US 12,271,703 B2
Reinforcement learning techniques for dialogue management
Rajesh Virupaksha Munavalli, San Jose, CA (US)
Assigned to PayPal, Inc., San Jose, CA (US)
Filed by PayPal, Inc., San Jose, CA (US)
Filed on Sep. 29, 2021, as Appl. No. 17/489,356.
Claims priority of provisional application 63/086,715, filed on Oct. 2, 2020.
Prior Publication US 2022/0108080 A1, Apr. 7, 2022
Int. Cl.

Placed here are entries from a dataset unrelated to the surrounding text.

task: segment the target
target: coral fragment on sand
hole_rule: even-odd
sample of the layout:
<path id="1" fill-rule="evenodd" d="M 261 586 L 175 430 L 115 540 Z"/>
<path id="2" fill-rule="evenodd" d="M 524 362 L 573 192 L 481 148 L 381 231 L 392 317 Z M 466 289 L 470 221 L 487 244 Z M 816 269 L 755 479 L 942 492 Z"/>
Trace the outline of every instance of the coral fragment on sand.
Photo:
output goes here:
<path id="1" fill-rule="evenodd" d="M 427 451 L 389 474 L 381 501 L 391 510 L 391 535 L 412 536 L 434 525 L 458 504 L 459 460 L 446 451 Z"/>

G06F 40/35 (2020.01); G06N 3/08 (2023.01); G06F 16/3329 (2025.01); G10L 15/06 (2013.01); G10L 15/22 (2006.01)
CPC G06F 40/35 (2020.01) [G06N 3/08 (2013.01); G06F 16/3329 (2019.01); G10L 15/063 (2013.01); G10L 15/22 (2013.01)] 20 Claims
OG exemplary drawing
 
1. A method, comprising:
performing, by a computer system, an iterative training operation to train a deep Q-learning network (“DQN”) based on conversation log information corresponding to a plurality of prior conversations, wherein the DQN includes:
an input layer to receive an input value indicative of a current state of a given conversation;
one or more hidden layers; and
an output layer that includes a plurality of output nodes corresponding to a plurality of available responses;
wherein, for a first conversation log corresponding to a first one of the plurality of prior conversations, the iterative training operation includes:
determining a current state of the first prior conversation based on a first user utterance, wherein determining the current state of the first prior conversation includes, for the first user utterance, identifying a first cluster of user utterances from a plurality of clusters of user utterances, the plurality of clusters of user utterances associated with the plurality of prior conversations partitioned into the plurality of clusters;
generating a first input value to the DQN based on the current state of the first prior conversation;
applying the first input value to the DQN to identify a first response, from the plurality of available responses, to provide to the first user utterance; and
updating the DQN based on a first reward value provided based on the first response; and
repeating, by the computer system, the iterative training operation using a second conversation log corresponding to a second one of the plurality of prior conversations.